Much of the declaration explains the length that the company went to working with the bank to continue funding its operations.
“MG had a reasonable basis to believe PNC was not going to force MG out of business under the circumstances that existed with the substantial pay-down that had just occurred,” the declaration stated. “Nothing more than nonmonetary defaults that were addressed within hours of such declaration of default and the $18 million in borrowing capacity that existed under PNC’s own borrowing-based calculations. Therefore, MG continued in good faith to operate its business as best it could under the circumstances to preserve going concern value. …”
PNC declined to comment on the bankruptcy proceeding, stating it does not comment on pending litigation.
The ultimately unsuccessful negotiations with the bank took place as the company was having discussions with parties interested in acquiring the business earlier this past summer.

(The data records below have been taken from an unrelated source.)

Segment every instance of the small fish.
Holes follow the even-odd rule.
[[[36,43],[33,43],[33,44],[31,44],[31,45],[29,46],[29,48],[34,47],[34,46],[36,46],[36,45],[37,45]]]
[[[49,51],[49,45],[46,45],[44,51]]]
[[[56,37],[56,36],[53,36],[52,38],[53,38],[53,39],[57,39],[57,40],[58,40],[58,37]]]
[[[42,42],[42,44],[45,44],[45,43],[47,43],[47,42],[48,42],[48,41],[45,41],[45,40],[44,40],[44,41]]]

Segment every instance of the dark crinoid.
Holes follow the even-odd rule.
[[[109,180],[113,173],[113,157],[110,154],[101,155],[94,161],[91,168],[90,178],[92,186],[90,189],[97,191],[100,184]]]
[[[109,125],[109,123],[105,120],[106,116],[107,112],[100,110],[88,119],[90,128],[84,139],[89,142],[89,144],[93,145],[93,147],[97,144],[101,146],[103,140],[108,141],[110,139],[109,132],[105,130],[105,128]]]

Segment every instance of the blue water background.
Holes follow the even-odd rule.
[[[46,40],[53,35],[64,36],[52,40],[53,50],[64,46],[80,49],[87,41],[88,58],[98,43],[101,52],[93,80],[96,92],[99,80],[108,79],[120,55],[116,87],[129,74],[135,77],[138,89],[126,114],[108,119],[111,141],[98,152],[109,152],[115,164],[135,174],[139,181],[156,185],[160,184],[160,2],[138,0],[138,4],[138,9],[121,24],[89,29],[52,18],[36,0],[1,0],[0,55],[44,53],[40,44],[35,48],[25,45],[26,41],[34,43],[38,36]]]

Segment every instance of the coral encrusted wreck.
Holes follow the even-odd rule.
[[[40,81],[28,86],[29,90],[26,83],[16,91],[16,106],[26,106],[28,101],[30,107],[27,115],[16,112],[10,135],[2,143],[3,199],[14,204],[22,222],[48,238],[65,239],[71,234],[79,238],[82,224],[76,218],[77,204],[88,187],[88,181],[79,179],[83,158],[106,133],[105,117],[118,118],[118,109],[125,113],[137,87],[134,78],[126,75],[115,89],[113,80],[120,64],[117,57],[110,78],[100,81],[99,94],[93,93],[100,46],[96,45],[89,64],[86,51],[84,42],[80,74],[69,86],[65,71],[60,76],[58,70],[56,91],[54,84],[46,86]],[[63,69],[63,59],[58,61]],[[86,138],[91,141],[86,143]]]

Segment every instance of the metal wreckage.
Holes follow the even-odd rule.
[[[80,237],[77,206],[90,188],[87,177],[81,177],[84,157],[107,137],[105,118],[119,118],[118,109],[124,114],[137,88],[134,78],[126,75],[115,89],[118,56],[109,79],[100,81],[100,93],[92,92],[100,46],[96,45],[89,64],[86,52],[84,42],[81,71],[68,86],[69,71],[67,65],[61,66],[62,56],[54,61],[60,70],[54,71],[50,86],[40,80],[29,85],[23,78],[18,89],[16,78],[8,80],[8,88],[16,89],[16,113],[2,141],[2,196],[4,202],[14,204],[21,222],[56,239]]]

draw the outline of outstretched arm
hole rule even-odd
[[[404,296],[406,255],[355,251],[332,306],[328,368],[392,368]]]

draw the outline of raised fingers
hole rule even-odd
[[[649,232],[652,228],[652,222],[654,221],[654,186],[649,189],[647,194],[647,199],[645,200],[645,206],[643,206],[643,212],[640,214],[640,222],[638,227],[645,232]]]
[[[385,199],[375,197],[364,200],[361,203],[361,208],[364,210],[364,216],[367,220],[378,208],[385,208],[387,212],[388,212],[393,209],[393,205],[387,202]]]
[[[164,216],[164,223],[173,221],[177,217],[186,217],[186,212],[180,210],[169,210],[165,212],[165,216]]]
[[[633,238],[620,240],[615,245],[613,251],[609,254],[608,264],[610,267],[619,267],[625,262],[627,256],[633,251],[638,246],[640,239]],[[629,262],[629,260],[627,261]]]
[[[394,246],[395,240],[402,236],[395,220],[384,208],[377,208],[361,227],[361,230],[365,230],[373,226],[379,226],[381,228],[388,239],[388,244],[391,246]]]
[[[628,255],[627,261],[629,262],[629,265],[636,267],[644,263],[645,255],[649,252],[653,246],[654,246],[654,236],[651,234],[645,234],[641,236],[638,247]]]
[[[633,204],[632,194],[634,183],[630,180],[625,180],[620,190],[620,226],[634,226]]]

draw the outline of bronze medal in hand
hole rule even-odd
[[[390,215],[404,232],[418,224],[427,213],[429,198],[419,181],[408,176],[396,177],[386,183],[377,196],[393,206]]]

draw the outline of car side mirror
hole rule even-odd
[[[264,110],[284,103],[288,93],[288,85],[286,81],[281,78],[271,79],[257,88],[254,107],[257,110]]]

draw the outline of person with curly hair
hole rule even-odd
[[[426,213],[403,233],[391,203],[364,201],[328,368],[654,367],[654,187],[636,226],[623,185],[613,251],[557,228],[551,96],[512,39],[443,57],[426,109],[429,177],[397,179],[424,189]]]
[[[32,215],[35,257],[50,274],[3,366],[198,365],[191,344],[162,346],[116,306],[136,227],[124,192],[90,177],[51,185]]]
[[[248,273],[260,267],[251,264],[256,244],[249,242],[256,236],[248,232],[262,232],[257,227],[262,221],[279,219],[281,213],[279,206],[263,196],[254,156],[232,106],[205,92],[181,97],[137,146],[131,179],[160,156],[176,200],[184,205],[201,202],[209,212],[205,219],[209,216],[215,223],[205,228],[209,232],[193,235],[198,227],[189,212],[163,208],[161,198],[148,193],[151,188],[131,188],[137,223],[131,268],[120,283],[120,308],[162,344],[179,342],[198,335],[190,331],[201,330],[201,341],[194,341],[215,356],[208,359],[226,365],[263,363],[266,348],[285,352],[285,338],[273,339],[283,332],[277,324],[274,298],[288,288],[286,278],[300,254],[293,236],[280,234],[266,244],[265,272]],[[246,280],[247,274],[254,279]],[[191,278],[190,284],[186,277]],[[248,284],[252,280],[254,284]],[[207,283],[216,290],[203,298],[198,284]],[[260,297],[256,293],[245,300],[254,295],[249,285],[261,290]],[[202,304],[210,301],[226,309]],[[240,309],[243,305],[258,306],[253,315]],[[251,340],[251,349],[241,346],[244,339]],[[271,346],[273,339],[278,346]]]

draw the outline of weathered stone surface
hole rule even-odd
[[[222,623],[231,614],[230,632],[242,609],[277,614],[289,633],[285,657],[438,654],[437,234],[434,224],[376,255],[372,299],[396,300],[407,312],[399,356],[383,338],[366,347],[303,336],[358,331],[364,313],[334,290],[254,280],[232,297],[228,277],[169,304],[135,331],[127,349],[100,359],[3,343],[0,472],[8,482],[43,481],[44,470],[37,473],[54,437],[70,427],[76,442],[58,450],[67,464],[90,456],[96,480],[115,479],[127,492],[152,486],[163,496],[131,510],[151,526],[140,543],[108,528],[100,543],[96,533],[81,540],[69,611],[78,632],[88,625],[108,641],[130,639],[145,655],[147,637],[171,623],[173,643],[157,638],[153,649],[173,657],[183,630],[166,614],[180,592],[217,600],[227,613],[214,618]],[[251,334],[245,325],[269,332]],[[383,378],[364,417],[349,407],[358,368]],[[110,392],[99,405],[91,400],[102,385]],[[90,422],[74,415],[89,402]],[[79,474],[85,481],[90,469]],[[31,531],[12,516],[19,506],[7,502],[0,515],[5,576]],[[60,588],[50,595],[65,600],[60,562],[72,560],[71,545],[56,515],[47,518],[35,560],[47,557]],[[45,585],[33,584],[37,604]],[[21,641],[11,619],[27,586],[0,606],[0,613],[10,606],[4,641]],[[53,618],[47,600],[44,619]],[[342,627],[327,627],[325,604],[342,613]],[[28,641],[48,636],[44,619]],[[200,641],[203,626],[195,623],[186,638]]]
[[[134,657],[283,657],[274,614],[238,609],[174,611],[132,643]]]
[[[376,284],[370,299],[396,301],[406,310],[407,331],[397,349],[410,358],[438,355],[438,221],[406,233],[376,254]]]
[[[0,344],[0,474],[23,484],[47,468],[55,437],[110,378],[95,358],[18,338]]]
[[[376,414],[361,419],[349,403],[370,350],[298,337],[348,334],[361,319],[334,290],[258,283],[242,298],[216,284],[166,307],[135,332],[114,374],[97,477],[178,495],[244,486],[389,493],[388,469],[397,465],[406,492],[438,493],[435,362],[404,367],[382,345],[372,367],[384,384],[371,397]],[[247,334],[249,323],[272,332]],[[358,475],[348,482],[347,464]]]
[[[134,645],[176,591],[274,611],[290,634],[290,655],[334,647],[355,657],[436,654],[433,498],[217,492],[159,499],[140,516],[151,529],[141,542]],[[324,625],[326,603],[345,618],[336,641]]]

The declaration identified SB360 Capital Partners as among the potential parties that continue to be interested in various company assets. SB360 was involved in the liquidation of United Furniture’s assets earlier this year and also purchased the Thomasville, Henredon and Drexel brands as part of the Heritage Home Group bankruptcy in July 2018.
“The debtors anticipate continuing its dialogue and negotiations with SB360 and other suitors that have expressed an interest in the company’s assets to maximize the value of its current inventory and provide for as orderly a sales process for such inventory as possible,” the declaration stated.
Edgecomb said the company believes that the Chapter 11 proceeding “will realize and maximize the value of the debtors’ operations and assets for the benefit of the debtors’ credit body and will additionally preserve the debtors’ claims against PNC.”
As previously reported in Home News Now, the declaration also noted that the company has hired merger and acquisition specialist Stump & Co. as a consultant and investment banker to market and sell the debtors’ assets, which include its inventory, its retail store lease interests, its manufacturing and distribution facilities, its intellectual property and branding as well as access to its former workforce.
The declaration said that Stump & Co. has identified about 20 potential buyers for its manufacturing operations, about 10 prospects for its retail operations and nearly 30 additional prospective buyers for other various company assets. It added that 17 of the prospective buyers have contacted the firm to express interest in various assets.
“Further, numerous inquiries have come into employees, managers and equity holders of MG expressing interest in the assets of the business,” the declaration stated.
It concluded with the following assessment of the Chapter 11 proceeding:
“Without the orderly process that can only be accomplished through this Chapter 11 case, the value to be derived from the debtors’ assets — and the interest already generated in the same — will be lost, and with it, MG’s brand, its goodwill and the recoveries available for much of the debtors’ creditor constituencies, including, most importantly, its customers and employees.”